Affirmative action opponents have regarded the actions of UCLA and university supporters with suspicion. After learning that UCLA had increased total admission offers to Black students from 249 in 2006 to 392 in 2007, Ward Connerly Jr., a former UC regent and leading proponent of Proposition 209, told the Los Angeles Times that “one of three things must be happening. Black kids have either gotten extremely smart or extremely competitive in a way they weren’t five or six years ago, or there’s been a deliberate, carefully orchestrated effort by a lot of admissions people to conspire to increase those numbers, or they’ve found a proxy for race.” Roger Clegg, the president of the Center for Equal Opportunity, a Virginia-based advocacy organization that opposes race-conscious affirmative action, says his organization has serious concerns with alumni-funded scholarships that have sprung up for Black students at UCLA and other campuses.

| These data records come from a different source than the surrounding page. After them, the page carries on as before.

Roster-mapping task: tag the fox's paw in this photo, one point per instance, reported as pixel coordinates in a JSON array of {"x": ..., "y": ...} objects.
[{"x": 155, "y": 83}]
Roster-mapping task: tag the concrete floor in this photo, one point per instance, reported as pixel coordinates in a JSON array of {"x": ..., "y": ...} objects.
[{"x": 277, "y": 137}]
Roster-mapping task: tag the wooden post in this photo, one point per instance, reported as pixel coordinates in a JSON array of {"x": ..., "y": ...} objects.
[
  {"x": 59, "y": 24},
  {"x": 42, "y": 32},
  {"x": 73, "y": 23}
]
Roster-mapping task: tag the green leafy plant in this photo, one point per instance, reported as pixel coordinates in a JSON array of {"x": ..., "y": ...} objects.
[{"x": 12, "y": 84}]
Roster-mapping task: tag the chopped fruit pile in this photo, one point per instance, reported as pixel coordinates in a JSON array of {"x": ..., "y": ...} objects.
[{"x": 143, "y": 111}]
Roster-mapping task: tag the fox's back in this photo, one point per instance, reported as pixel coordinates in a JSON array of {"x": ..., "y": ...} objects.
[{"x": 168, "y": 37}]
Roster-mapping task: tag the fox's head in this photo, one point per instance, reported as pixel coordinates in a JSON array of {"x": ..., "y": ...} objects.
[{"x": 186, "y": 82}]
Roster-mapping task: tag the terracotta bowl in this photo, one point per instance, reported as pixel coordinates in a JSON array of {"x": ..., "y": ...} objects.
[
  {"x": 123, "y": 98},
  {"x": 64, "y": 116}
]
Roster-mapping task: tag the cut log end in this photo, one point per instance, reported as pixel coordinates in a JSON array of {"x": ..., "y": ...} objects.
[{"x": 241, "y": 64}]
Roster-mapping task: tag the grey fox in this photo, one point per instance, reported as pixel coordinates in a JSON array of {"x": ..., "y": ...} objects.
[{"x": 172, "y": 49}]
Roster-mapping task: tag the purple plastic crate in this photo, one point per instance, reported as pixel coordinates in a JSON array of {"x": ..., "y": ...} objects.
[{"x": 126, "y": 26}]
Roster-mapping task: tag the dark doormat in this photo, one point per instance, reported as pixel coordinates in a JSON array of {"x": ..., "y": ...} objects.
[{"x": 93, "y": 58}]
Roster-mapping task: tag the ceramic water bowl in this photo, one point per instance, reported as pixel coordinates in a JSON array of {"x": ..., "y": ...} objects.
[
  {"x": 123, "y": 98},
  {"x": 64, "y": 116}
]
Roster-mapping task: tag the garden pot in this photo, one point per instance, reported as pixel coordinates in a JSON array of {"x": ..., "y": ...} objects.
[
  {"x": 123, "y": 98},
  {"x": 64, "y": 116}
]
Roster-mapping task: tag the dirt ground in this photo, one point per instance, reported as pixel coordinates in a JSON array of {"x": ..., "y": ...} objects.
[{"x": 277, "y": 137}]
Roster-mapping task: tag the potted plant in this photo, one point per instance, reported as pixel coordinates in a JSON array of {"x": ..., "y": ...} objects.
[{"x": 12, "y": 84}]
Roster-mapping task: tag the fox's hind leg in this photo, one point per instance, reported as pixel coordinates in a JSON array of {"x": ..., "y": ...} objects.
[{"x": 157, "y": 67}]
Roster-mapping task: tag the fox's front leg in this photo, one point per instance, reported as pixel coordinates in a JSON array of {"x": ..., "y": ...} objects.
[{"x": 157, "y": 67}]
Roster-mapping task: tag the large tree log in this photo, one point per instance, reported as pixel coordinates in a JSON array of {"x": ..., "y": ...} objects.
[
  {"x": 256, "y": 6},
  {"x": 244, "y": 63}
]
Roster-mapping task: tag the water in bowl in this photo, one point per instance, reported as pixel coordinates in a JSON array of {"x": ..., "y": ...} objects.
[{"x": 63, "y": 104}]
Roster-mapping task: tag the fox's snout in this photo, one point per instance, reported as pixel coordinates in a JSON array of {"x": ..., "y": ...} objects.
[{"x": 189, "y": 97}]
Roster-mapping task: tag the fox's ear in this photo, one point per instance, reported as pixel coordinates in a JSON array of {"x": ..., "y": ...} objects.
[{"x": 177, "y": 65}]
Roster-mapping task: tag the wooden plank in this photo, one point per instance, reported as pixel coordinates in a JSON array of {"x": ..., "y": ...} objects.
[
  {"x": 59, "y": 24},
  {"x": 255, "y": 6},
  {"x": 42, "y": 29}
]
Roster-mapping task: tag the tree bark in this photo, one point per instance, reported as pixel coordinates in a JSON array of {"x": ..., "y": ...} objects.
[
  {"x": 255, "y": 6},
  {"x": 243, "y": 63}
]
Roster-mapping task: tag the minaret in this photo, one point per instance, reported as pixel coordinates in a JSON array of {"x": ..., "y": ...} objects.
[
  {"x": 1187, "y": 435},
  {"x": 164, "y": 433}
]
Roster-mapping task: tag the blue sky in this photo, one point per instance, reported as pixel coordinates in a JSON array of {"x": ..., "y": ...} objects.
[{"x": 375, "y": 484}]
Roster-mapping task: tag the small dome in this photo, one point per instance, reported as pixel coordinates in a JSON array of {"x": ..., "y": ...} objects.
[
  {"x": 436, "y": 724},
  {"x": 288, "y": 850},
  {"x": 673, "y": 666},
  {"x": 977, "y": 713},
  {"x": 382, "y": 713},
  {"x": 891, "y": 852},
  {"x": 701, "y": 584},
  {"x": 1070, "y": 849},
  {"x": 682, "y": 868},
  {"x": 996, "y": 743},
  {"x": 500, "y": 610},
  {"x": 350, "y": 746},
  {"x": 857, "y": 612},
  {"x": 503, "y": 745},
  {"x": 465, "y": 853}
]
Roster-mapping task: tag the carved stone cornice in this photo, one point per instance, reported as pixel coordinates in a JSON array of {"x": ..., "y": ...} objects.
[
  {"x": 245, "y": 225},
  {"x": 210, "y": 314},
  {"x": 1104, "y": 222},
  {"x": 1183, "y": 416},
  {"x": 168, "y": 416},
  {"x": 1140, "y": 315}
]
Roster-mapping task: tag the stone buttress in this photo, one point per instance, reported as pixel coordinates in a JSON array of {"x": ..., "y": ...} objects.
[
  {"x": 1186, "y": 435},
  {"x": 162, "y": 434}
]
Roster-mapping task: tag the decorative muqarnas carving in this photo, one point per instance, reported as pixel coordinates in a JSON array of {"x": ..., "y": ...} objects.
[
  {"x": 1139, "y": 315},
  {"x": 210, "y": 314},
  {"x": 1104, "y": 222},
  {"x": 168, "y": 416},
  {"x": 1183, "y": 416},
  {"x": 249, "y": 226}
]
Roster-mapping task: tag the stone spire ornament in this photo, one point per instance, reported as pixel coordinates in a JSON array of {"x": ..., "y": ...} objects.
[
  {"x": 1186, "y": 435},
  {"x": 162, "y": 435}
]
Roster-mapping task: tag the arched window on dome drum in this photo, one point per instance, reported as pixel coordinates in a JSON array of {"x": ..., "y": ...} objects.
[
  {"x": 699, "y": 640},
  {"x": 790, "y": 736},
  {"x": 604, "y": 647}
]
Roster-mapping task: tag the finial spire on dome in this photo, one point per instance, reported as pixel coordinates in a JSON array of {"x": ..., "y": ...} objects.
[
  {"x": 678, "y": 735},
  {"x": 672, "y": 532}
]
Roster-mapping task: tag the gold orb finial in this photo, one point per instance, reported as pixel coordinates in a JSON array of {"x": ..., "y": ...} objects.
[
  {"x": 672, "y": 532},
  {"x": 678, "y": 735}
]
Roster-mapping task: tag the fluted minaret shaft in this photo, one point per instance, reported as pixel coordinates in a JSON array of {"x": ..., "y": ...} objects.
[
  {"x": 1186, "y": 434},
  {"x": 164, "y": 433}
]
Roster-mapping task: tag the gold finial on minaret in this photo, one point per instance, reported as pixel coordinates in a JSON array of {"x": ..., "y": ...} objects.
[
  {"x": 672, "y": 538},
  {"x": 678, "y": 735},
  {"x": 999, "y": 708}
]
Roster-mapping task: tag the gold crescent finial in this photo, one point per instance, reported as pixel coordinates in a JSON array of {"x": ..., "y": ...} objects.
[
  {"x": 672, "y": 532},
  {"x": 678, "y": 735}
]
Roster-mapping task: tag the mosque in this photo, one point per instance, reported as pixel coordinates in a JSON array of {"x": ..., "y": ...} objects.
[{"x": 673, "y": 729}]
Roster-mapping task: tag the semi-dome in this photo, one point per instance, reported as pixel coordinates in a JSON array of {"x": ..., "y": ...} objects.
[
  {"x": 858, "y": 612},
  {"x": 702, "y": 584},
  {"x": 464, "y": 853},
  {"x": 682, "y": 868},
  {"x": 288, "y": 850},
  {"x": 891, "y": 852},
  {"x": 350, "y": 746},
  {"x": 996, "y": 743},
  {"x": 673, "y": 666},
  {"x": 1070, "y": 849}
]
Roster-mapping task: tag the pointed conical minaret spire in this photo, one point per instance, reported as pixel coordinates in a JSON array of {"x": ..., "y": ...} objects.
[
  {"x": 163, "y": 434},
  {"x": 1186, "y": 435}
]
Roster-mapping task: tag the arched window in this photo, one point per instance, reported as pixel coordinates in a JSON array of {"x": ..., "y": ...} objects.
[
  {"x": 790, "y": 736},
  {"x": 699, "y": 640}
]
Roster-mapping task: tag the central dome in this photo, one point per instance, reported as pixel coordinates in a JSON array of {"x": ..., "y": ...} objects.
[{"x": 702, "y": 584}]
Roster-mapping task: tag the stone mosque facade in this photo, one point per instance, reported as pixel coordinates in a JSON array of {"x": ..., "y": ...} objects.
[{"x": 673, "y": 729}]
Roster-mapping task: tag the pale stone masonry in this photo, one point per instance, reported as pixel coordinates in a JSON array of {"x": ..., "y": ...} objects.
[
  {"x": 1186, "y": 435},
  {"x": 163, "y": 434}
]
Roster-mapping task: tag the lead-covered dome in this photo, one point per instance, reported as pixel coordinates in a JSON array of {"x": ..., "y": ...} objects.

“One concern regarding legality is whether the university itself is involved with the scholarship process. If they help in the selection of candidates or are sending names of possible recipients on to a third party, those are problems of illegality by the university,” Clegg says.

“Even if it’s not illegal, it’s wrong for a private organization to be engaging in racial discrimination … I don’t think anybody can deny that a scholarship that is available only to members of a particular race is racially discriminatory,” he adds.

Taylor dismisses the idea that UCLA is violating the law and affirms that “even amongst the broader public, however they feel about affirmative action, there is a sense that private money can be spent to support communities.”

 “We’re independent from the university. We get no support from the university — no financial support, no staff support,” Taylor says. “How can (affirmative action opponents) stop private citizens from putting their own money into a pot trying to help kids?”